Markus Ferber, the rapporteur for the MiFID II legislation in the European Parliament, welcomed the decision, saying that the EU now had a clear and coherent set of rules.
"The 2010 flash crash in New York has shown what can happen if high frequency trading gets out of control. Such an incident must never happen in Europe. This delegated act is an important step to reign in HFT, but … if the calibration goes wrong, the regime will be undermined. Therefore, we need to get it right the first time," Ferber said, in documents emailed to Out-Law.com.
HFT would now be subject to more control and transparency rules, and "the European Parliament will look very closely to check that the rules cannot be circumvented," Ferber said.
The European Parliament and Council have three months to study the proposals.
In February, the European Commission proposed a one year delay on MiFID II to allow technical work to be finished in time.

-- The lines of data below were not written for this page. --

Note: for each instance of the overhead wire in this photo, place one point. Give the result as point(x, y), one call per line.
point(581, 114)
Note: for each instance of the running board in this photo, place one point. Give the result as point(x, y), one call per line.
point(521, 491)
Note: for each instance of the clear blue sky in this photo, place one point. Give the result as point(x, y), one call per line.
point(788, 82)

The new deadline will be 3 January 2018. This takes account of the technical implementation challenges faced by regulators and financial firms, the Commission said.
A "complex technical infrastructure" needs to be set up for the MiFID II package to work effectively, the Commission said. The European Securities and Markets Authority (ESMA) has to collect data from about 300 trading venues on about 15 million financial instruments, working closely with national competent authorities and the trading venues.
ESMA has predicted that neither the competent authorities nor the venues will have the systems that they need in place by 3 January 2017, the Commission said.